Stuffing the online ballot box

ziggy on 2004-05-21T12:42:45

We all know that online voting and "reader's choice awards" are well-nigh meaningless these days. The results purport to convey the views of the readership. In fact, they represent the views of a few individuals who know how to stuff a ballot box.

These antics are so 1995 (remember Harry, the Angry Drunken Dwarf and his friend Harry, the Drunken Angry Dwarf?), but they persist and will never go away.

Fast forward to the latest "scandal" - the voting for the $magazine Reader's Choice award. Kevin Bedell describes it this way:

Another example of this is the annual ballot stuffing that occurs in the voting for the Java Developer's Journal (JDJ) Reader's Choice Awards. It seems every company that has a product nominated sends out e-mail blasts to their employees encouraging them to vote for the company's products.

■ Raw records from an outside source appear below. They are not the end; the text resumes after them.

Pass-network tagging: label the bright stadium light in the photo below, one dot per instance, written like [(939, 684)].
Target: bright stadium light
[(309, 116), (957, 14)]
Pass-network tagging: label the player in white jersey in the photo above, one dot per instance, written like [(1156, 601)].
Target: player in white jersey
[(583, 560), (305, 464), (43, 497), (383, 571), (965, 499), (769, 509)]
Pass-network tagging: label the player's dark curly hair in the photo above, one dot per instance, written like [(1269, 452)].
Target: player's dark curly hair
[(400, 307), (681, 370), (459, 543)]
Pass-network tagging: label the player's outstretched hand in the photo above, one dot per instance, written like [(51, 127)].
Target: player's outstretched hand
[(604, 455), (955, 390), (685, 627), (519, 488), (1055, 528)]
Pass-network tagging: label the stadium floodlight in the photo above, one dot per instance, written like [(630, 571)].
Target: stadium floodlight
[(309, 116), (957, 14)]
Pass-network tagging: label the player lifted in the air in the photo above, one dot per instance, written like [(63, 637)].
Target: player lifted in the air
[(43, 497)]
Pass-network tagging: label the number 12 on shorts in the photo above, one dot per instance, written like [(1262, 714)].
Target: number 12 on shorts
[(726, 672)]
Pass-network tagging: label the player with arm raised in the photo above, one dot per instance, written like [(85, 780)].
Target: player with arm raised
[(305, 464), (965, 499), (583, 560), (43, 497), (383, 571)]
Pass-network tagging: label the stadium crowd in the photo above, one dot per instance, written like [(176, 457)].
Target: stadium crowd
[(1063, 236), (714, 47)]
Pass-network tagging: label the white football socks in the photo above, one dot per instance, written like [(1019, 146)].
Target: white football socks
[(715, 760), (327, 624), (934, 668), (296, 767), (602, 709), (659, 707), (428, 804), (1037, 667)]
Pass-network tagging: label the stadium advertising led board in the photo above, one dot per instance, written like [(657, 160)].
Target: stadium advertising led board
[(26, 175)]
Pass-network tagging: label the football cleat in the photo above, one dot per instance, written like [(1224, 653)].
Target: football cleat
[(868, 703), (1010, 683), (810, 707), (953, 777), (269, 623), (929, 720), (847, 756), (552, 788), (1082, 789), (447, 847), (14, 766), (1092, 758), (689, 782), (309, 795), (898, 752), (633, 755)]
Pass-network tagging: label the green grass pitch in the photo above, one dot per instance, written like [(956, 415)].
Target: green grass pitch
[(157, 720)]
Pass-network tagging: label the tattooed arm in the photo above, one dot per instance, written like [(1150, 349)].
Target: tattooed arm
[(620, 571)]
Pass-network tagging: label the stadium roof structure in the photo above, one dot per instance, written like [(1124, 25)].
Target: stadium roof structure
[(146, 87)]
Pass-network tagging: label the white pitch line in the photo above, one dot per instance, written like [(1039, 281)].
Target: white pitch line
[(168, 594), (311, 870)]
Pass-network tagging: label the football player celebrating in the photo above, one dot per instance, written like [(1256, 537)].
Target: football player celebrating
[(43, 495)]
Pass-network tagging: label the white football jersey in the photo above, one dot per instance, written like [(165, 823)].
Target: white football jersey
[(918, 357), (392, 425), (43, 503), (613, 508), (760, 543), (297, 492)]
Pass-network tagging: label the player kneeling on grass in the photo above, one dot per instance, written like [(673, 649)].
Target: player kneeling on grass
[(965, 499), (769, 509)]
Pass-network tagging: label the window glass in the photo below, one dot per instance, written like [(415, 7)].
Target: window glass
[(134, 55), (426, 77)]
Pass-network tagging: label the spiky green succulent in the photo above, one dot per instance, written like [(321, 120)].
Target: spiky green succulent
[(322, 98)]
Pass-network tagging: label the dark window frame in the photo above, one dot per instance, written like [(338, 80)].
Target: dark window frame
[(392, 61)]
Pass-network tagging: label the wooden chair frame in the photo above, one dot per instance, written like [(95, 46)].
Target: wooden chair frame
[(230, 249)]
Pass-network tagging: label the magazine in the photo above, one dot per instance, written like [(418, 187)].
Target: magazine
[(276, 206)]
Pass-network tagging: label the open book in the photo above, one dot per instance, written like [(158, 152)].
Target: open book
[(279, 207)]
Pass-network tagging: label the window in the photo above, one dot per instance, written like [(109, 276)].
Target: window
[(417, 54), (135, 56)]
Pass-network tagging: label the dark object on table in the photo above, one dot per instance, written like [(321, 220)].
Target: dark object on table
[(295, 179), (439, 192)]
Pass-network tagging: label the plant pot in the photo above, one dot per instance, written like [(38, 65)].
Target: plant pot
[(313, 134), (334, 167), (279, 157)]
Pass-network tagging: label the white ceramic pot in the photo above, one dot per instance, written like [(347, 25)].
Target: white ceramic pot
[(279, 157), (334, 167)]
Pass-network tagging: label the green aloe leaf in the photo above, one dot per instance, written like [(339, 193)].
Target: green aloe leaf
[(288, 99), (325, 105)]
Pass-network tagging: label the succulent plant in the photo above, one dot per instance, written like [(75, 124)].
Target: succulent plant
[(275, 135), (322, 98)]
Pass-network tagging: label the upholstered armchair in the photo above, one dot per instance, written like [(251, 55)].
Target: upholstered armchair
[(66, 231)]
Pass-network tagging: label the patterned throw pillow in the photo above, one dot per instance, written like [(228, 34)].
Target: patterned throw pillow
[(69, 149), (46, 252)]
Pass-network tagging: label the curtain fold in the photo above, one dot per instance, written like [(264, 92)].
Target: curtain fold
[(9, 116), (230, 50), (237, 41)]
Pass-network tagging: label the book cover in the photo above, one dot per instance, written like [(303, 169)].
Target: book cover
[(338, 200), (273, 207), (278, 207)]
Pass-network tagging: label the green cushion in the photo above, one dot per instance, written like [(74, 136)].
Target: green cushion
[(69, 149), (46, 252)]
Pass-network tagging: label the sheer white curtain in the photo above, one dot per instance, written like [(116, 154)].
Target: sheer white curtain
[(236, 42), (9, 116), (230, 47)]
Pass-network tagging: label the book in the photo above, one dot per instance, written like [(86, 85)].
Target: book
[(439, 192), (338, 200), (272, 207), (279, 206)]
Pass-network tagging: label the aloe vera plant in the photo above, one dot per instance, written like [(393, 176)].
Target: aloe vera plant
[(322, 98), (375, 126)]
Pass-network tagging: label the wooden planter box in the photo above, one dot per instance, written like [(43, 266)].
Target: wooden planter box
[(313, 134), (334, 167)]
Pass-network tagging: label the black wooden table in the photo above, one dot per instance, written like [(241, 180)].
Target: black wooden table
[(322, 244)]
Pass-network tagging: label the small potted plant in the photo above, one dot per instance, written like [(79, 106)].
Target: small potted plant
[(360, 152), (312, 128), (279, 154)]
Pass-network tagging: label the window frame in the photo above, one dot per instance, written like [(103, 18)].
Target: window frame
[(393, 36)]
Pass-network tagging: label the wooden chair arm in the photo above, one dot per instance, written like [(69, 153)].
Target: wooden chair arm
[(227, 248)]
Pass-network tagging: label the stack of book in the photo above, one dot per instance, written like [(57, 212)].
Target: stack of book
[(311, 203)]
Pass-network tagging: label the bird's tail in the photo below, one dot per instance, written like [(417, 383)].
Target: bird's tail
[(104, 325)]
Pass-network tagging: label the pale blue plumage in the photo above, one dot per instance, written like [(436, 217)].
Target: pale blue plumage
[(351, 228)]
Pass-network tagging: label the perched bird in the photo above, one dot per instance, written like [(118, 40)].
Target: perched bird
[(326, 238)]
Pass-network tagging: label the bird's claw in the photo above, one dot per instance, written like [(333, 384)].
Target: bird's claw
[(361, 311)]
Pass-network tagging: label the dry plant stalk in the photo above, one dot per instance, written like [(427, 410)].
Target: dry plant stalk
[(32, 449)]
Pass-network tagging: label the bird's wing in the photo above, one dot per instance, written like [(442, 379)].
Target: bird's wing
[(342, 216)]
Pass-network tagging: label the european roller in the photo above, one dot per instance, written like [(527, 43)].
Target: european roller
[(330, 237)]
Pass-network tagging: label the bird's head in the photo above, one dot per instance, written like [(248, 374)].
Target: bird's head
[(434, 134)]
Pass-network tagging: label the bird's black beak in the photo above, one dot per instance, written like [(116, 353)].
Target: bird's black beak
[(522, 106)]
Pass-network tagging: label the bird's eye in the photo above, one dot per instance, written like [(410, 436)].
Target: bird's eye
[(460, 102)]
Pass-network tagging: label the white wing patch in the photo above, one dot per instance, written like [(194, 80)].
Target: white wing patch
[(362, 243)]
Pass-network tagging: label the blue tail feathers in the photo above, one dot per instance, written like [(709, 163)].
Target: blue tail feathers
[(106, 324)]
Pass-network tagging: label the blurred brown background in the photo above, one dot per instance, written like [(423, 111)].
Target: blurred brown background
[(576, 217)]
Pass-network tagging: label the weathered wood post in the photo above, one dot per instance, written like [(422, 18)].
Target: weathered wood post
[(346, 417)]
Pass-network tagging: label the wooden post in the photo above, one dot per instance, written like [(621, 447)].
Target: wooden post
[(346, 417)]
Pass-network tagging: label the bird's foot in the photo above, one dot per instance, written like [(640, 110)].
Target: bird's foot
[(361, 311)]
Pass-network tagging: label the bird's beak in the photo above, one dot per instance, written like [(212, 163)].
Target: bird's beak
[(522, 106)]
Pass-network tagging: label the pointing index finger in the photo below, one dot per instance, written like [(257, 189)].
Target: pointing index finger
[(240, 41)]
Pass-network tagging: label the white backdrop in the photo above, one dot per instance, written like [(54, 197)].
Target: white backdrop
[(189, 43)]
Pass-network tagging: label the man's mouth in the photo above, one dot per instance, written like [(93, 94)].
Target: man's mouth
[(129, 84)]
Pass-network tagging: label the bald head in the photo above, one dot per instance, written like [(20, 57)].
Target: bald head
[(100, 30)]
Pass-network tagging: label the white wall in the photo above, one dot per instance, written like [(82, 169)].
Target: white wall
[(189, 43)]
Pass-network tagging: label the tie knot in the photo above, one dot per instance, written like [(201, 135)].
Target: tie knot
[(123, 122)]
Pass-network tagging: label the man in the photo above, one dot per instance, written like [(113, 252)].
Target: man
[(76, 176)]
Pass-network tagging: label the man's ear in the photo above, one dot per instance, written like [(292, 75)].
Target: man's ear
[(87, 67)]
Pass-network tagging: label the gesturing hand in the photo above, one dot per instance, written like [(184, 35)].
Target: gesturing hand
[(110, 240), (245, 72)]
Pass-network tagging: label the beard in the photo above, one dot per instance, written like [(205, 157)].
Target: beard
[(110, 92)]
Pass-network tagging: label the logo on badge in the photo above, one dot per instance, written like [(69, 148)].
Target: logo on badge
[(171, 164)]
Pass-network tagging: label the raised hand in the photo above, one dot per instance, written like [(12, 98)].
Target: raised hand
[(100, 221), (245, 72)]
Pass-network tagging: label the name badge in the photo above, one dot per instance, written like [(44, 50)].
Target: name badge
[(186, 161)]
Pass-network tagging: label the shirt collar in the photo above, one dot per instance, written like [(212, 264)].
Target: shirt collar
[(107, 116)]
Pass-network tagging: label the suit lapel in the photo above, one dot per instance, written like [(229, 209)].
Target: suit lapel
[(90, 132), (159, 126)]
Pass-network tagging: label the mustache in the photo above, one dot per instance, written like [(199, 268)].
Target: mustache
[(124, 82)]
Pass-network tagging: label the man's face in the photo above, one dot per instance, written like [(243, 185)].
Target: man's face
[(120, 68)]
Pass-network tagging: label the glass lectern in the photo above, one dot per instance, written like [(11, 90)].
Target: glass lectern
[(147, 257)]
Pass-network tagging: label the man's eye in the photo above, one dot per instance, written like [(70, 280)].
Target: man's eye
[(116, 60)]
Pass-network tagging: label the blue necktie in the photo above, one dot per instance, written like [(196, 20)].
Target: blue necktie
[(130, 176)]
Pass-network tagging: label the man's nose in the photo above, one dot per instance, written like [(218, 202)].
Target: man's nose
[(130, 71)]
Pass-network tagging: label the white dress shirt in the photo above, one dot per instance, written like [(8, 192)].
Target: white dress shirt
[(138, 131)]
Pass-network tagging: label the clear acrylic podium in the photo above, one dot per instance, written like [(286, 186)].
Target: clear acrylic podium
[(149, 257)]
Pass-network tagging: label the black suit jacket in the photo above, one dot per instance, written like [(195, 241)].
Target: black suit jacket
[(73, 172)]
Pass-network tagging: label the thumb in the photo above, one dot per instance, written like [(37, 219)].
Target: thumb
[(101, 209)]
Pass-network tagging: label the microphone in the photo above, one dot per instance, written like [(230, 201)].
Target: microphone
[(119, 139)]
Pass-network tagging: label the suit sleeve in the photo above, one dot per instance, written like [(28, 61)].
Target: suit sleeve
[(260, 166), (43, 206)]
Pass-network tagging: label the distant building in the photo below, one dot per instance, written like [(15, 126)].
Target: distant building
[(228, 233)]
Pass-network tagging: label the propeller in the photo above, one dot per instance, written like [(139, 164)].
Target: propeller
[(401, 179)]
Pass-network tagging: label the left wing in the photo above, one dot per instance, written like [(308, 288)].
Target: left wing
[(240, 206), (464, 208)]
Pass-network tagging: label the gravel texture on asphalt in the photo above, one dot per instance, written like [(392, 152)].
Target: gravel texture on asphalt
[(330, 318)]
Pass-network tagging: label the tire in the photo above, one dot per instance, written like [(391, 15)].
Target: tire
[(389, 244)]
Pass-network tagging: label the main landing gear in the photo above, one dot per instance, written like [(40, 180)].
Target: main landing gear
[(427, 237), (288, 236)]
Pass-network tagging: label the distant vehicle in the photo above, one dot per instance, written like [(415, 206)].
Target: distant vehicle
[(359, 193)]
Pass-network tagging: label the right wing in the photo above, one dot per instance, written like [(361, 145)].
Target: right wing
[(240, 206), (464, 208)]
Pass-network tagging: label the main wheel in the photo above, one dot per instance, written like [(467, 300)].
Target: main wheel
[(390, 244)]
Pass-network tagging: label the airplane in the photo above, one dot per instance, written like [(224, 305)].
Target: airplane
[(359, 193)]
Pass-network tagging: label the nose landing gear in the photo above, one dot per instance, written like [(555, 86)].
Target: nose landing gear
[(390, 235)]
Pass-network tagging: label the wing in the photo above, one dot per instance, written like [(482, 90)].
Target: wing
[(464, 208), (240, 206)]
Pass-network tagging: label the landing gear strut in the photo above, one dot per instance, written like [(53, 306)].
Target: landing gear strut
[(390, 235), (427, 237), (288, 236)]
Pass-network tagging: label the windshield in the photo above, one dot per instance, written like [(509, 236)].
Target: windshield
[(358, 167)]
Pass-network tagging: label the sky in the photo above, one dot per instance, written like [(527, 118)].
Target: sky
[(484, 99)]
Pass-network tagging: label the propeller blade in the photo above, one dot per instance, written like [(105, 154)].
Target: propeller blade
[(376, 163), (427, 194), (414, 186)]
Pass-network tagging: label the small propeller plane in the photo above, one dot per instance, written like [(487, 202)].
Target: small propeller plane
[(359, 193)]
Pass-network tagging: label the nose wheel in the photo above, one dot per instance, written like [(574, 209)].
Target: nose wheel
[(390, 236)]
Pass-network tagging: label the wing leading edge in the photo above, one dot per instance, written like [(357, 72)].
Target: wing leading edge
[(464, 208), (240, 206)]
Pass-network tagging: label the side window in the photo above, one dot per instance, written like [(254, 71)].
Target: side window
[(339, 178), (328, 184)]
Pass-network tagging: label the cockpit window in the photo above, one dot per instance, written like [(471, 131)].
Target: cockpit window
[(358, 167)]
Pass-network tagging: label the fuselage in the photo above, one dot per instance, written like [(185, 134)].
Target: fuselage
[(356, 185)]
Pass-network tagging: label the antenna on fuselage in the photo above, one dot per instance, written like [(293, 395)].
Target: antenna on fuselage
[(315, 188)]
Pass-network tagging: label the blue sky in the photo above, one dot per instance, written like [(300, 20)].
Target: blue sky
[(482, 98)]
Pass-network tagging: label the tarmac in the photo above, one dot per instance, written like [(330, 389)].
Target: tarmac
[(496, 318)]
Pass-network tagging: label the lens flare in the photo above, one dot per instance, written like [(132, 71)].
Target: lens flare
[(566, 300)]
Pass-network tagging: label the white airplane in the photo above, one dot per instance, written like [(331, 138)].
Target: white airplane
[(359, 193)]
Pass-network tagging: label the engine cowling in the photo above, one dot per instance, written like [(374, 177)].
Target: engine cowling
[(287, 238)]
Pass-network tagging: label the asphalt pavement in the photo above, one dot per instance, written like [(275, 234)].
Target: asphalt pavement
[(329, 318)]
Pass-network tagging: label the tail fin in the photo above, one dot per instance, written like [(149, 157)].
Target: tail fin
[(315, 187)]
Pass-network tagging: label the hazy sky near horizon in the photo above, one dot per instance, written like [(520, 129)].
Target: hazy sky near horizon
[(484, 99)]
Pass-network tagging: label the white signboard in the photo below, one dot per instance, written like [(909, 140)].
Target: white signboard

Some companies raise this ballot stuffing to an art form. Their mottos seem to be, "Vote early, vote often, and write a perl script to keep voting for you after you leave for the day".

Hm. Good to know that even Java vendors use Perl for the hard stuff. ;-)


Sweet

pudge on 2004-05-26T00:05:05

Even Sports Night used perl for their ballot stuffing. :-)

What really bugs me are the polls that really purport to mean something, like online political polls. Favorite actor or ballplayer is one thing, but man, when the subject is meaningful, there is inly *negative* value in having an online poll. It harms the open discussion of the topic.